Jednak jak nietrudno się domyślić, wielki pośpiech wyścigu kosmicznego, specyficzne warunki ustroju socjalistycznego i konflikty między konstruktorami doprowadzały także do powstania totalnie nietrafionych przedsięwzięć. I właśnie taka była rakieta N1, która miała zapewnić Rosjanom pierwszeństwo na Księżycu, a okazała się jedynie katastrofą. A w zasadzie czterema katastrofami, bo w ten sposób skończyły się jej wszystkie loty.

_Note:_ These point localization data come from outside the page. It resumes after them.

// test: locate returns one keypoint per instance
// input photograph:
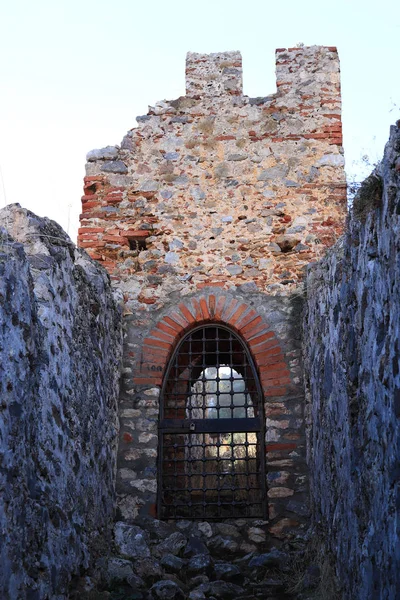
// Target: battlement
(305, 71)
(214, 74)
(219, 188)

N1 była największą rakietą zbudowaną przez Rosjan. Posiadała 3 człony, mierzyła 105 metrów, ważyła 2735 ton i mogła wynieść na niską orbitę okołoziemską 95 ton, a w okolice rejonu TLI (Trans-Lunar Injection, okolice księżyca) – 23,5 tony. Cechowała ją nietypowa konstrukcja, odmienna od amerykańskiej Saturn V. Zamiast kilku dużych silników, w pierwszym członie zastosowano aż 30 mniejszych konstrukcji NK-15.

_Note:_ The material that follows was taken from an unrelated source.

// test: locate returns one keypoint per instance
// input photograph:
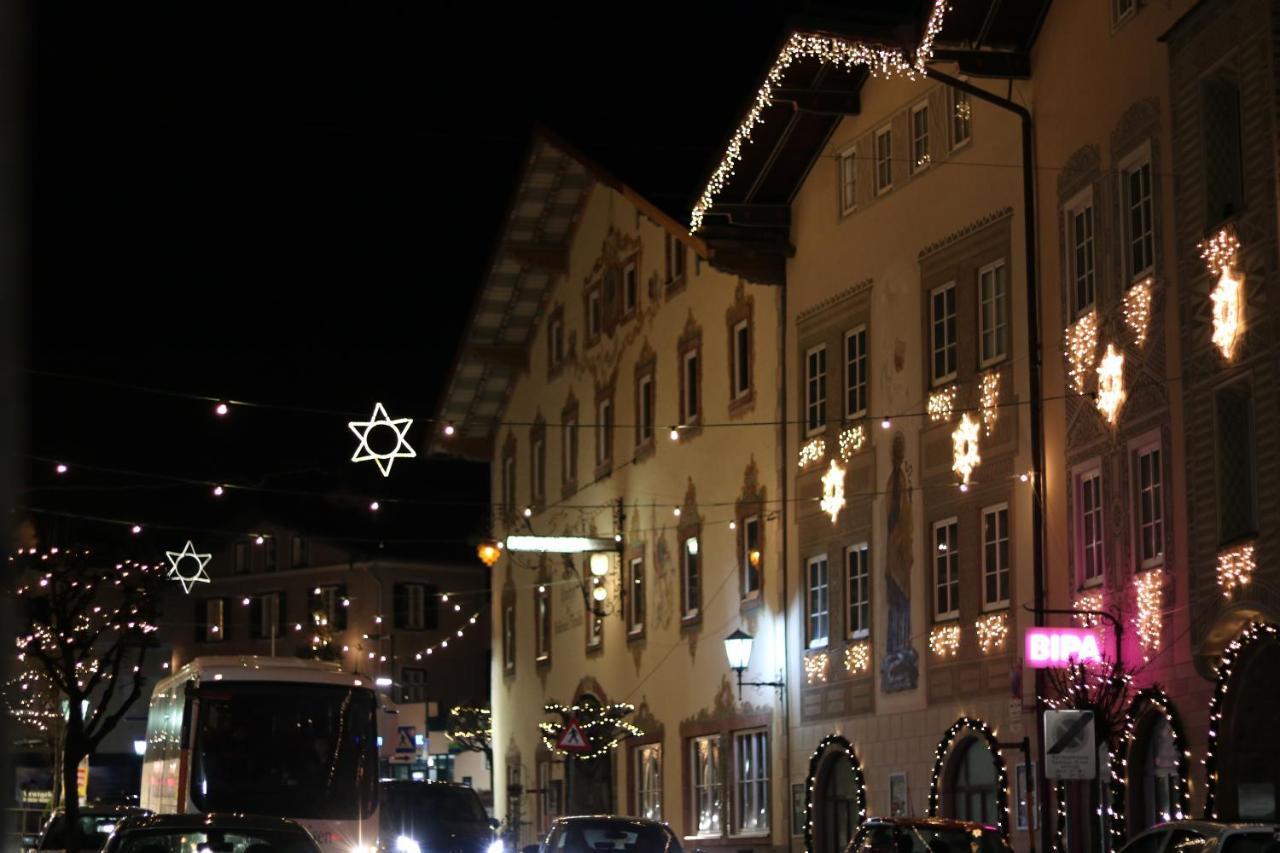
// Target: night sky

Makieta rakiety N1 na platformie startowej. Źródło: National Reconnaissance Office - Sputnik, Łajka, Gagarin - wszystkie kosmiczne osiągnięcia ZSRR - dokument - 2021-12-16
Makieta rakiety N1 na platformie startowej. Źródło: National Reconnaissance Office

Niestety, ten nietypowy projekt był zarazem jej słabością. Silniki Kuzniecowa, choć uznawane za niezawodne, umieszczone w ten sposób i w takiej ilości generowały wibracje, które zrywały przewody paliwowe oraz niszczyły pompy. Ze względu na pośpiech i specyficzną radziecką doktrynę dopracowywania konstrukcji podczas doświadczalnych lotów (zamiast w hangarze testowym), nigdy nie sprawdzono samego zespołu napędowego, co być może pozwoliłoby uniknąć tych problemów.

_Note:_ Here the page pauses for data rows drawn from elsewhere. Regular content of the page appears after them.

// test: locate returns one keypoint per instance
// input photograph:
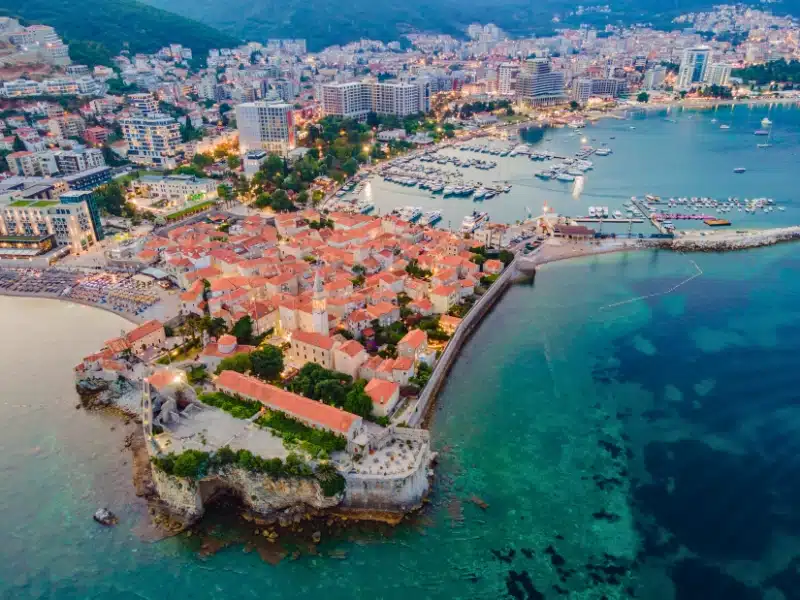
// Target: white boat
(473, 221)
(431, 217)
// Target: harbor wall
(729, 242)
(462, 334)
(393, 493)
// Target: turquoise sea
(670, 154)
(645, 450)
(626, 448)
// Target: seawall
(727, 242)
(472, 319)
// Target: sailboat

Dosłownie najgłośniejszym, był drugi lot testowy, który odbył się 3 lipca 1969 roku. Rakieta uległa awarii po pokonaniu zaledwie 150 metrów. Do pompy utleniacza wpadła nakrętka, co wywołało eksplozję jednego z silników pierwszego członu i zapłonem kolejnych. Finalnie skończyło się to upadkiem rakiety na platformę startową i ogromnym wybuchem, jednym z największych (konwencjonalnych) wywołanych przez człowieka. Był on widziany z odległości 35 kilometrów.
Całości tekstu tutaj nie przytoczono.